The names given to early museums provide a clue to their original function: Peter the Great had his Wunderkammer, the Shah of Iran had his Ajayeb-khane, the Pasha of Egypt his Muthaf. All these words mean a home for marvels. The original museums did not contain paintings or sculpture. These were admired in palaces, homes or churches. The wonderful and rare, which had no place in the decoration of familiar spaces, required special locations, designated accordingly.
Porto-based entrepreneur Alvaro Sequeira Pinto started collecting forty years ago, inspired by his maternal grandparents’ stories about Asia. His is an atypical collection in its focus: he seeks to recreate the sense of discovery that Europeans first experienced in their contacts with Asia. It was not the art of Asia that interested the 16th century Portuguese, but the exotic raw materials and finished products available in the Eastern markets: bezoar stones, narwhal ivories, coral, rock crystals and meteorites and much more.
These objects appear as wonderful to us as they did to the scientist Garcia de Orta who first described them in 1563. The poster for the new exhibition at the Fundação Oriente in Lisbon features a bezoar stone set in silver with a corral finial. These stones, extracted from animal digestive tracks, were thought to act as antidotes against poisons, as well as having aphrodisiac properties. Europeans eagerly acquired this potent medicine from the east, especially from Malaysia. Likewise, unicorn horns, later identified to be narwhal tusks, sold for twenty times their weight in gold. Two specimens are exhibited in the show.
The focus of the exhibition at the Fundação Oriente is somewhat more traditional. Rather than focusing on the scientific or exotic elements of the collection, it selects 140 objects out of over one thousand to tell the story of Portugal’s interaction with Asia and the resulting artistic synthesis. The simple, velvet covered medieval coffret, for example, is transformed by Indian and Japanese artists into an iridescent marvel of mother of pearl. One of the show’s outstanding pieces is such a coffret in lac and mother of pearl where petals of peonies, paulownias and camelia intertwine in a frozen rhythm.

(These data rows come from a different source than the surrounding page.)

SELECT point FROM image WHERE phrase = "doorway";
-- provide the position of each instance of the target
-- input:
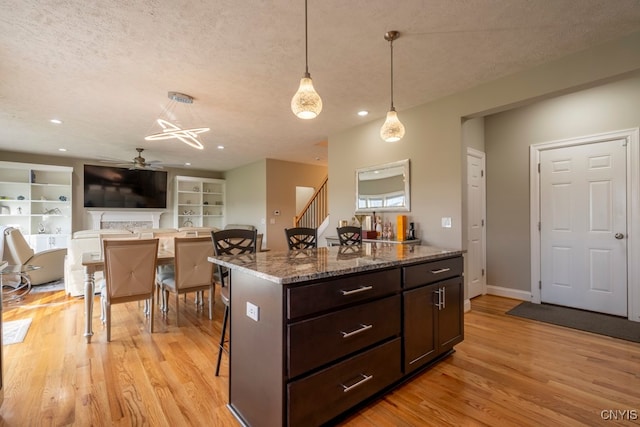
(583, 204)
(476, 232)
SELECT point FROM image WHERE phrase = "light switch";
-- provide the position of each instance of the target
(253, 311)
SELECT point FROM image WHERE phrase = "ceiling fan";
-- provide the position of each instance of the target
(137, 163)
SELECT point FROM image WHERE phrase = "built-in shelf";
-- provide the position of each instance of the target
(36, 199)
(199, 202)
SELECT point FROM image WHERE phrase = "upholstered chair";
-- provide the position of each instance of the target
(192, 271)
(130, 271)
(230, 242)
(18, 252)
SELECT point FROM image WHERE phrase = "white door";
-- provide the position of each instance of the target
(583, 236)
(476, 248)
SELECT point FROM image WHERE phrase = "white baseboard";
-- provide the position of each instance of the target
(509, 293)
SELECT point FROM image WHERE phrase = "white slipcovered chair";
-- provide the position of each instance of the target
(18, 252)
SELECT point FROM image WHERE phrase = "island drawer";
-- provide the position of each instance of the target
(318, 398)
(431, 272)
(320, 340)
(332, 294)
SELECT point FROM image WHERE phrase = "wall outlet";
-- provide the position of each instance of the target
(253, 311)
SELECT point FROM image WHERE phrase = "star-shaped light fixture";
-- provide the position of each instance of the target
(170, 130)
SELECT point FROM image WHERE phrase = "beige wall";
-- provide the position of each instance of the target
(247, 196)
(282, 180)
(434, 138)
(81, 219)
(609, 107)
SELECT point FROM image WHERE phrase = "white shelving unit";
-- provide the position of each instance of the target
(199, 202)
(37, 200)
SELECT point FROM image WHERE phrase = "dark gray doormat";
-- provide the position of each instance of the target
(597, 323)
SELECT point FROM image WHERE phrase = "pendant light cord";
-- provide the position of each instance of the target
(391, 44)
(306, 43)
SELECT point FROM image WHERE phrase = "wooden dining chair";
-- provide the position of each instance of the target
(129, 271)
(349, 235)
(301, 237)
(233, 241)
(192, 272)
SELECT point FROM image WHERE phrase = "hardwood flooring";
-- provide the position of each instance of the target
(508, 371)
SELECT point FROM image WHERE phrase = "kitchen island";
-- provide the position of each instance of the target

Indian, Chinese and Japanese craftsmen began to fill Portuguese orders for western objects enhanced with local techniques. Of the ubiquitous contadores, secretary desks with multiple drawers, the show features beautiful examples in teak, ebony, inlaid with ivory and with gilded knobs and locks. Filling western demand turned into a big business for Qing dynasty China, which produced porcelain table settings on an industrial scale with the feudal heraldry of Portuguese noble families. Finally, Catholic liturgical objects, crafted in ivory and ebony with an inimitable Indian gracefulness, feature prominently. The ivory infant Jesus decorated with gold and enamel poses with the transcendence of the Buddha.
The arrival of the Portuguese not only resulted in exported arts. Indians, Chinese and Japanese noted, often with anxiety, the exotic appearance of the voyagers in their oversized black ships. A terracotta tile from Bengal shows Portuguese soldiers marching in procession, either as a warning or perhaps as an advertisement for their mercenary services. An Edo period painting shows an Iberian couple and explicitly warns that these people are a bad influence on the Japanese.
Visitors to the exhibit may find there are too many similar objects making the same point. The organization and pedagogy of the show are very clear. We learn the story of why the Portuguese sailed to the east, and the respective impacts on both western and Asian luxury production and consumption. I would have liked to see a bit more of the variety of the collection, but this opportunity will arise shortly, as Porto’s Matosinhos Museum will soon be renovated as a permanent home for this remarkable collection. It could be that Dr Sequeira Pinto was saving the best for last.